LubChansky: I know there are a lot of people who do really political work that I think is changing their minds and hearts, but I’m a little more tired of that aspect. I don’t think anyone can change their minds with books. But what I’m kind of a horny optimist is that people change their minds. They really do it in their own words. This is also an organisational mechanism. You can become a small pebble that rolls down the hillside, and suddenly the person who hears your story will experience an avalanche.
Photo credit: Mattie Lubchansky/Pantheon
Kaplan: You are well known for working in nibs and other short comics. How does the artistic process of creating short form comics compare to long comics?

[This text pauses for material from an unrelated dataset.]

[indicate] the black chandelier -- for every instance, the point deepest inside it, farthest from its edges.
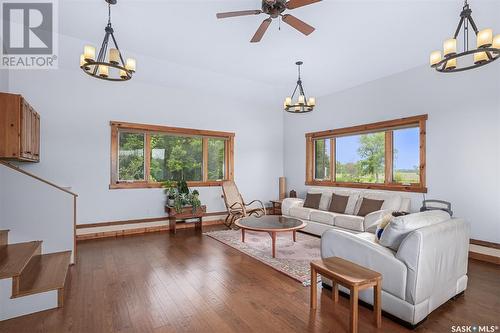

LubChansky: This is a completely different skill I’ve had to learn in the last few projects. The big thing I had to teach myself was patience. I work pretty quickly, but still only finishes 4 or 5 pages per week. So you really have to really commit to seeing it, and you can’t get an immediate dopamine hit of public responses to work – I finished simplicity over a year ago, and I just had it in my hands today (!). So you really caught me, but I feel it is extremely valuable.
Kaplan: Is there anything else you would like to add?
LubChansky: I really hope this strange, horny chord book will find an audience. I’m very proud of that. And people should know that it is horny.
(Featured image: Pantheon/Sylvie Rosokoff)
Pre-order Mattie Lubchansky’s latest graphic novel, “Simplicity”!